The Master of Youth, Family, and Community Sciences (MR) is an online non-thesis master's degree that requires a total of 30 graduate credit hours. It culminates in a capstone experience during the student’s final semester. This option is ideal for students who desire a master’s degree as their final degree.
Students may also choose the master of science (M.S.) degree option, which requires 36 graduate credit hours. The M.S. culminates in a final oral examination and thesis approved by the student’s graduate committee. The M.S. option is ideal for students with an interest in pursuing a doctoral program or with a strong interest in research and program evaluation.
Our Youth, Family, and Community Sciences online programs' graduate faculty members are experts in their academic disciplines and in online learning. We strive to create positive and applied learning environments so that our students leave fully prepared to excel in their professional careers. We are unique in that:
- We are student-focused.

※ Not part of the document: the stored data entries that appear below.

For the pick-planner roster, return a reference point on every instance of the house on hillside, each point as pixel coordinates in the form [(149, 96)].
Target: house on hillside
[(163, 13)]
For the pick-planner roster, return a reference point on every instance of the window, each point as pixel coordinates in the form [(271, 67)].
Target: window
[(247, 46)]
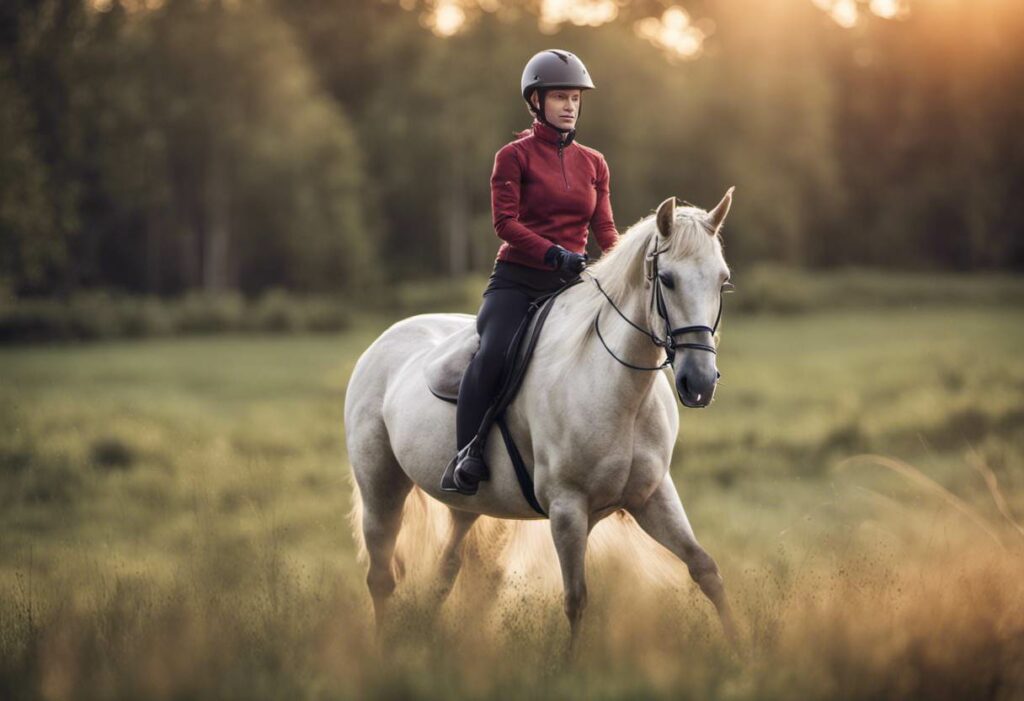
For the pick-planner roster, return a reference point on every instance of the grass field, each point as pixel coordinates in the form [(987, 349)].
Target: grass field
[(173, 525)]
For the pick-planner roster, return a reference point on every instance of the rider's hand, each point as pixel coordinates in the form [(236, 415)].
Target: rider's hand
[(560, 259)]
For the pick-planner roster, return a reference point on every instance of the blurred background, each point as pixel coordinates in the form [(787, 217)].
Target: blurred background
[(210, 208)]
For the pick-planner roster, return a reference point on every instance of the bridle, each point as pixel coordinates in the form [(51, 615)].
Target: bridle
[(669, 343)]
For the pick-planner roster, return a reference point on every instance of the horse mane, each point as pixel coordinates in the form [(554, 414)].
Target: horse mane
[(621, 270)]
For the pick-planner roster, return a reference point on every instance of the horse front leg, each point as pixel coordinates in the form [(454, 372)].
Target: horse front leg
[(569, 527), (664, 518), (451, 560)]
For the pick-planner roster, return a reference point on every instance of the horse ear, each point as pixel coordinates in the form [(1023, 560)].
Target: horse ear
[(666, 215), (720, 212)]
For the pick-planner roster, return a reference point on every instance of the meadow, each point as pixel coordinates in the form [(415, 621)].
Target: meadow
[(173, 524)]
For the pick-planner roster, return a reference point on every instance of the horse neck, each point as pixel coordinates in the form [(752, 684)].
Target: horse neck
[(619, 385)]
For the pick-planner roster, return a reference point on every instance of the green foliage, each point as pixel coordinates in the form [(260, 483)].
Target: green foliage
[(242, 146), (97, 316)]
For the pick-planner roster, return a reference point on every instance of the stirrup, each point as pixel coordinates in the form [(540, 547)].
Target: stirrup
[(465, 472)]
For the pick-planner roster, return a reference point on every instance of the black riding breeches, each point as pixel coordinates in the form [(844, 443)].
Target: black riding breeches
[(506, 302)]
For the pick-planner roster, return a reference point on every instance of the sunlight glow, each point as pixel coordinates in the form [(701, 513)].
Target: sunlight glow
[(448, 18), (673, 33), (580, 12), (848, 12)]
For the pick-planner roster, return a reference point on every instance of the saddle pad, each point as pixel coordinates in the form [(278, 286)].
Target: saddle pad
[(444, 365)]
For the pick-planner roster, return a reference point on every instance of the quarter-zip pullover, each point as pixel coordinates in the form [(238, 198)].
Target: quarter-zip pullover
[(544, 192)]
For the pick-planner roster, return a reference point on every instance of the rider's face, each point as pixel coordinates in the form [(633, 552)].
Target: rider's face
[(561, 106)]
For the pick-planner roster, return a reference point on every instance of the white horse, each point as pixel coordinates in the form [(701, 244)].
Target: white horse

We recognize that our students bring talent and knowledge into the classroom, and we encourage their development by building on their strengths through active, applied learning.
- We have an all-online program, which allows our students the flexibility they need to be successful.
- Our program is designed for both traditional and non-traditional students. All synchronous courses are taught during the evenings and our Instructional Designer is on hand to assist all students, especially those new to distance education technologies.
- We provide our students with opportunities to either focus on one foundational area (e.g., Youth Development, Family Development) or gain a broad perspective of working with individuals across the lifespan (e.g., birth to death).
Students interested in graduate work who are not ready for a full master’s degree may find the following graduate certificates of interest:
- Graduate Certificate in Family Life Education and Coaching
- Graduate Certificate in Leadership and Volunteer Management
- Graduate Certificate in Youth Development and Leadership
- 3.0 undergraduate GPA required
- Students must submit a 500-800 word academic writing sample that answers the following prompt: What is the role of family science in a diverse society?
- Personal Statement
- 3 Letters of Recommendation (at least 1 academic, 2 professional contacts)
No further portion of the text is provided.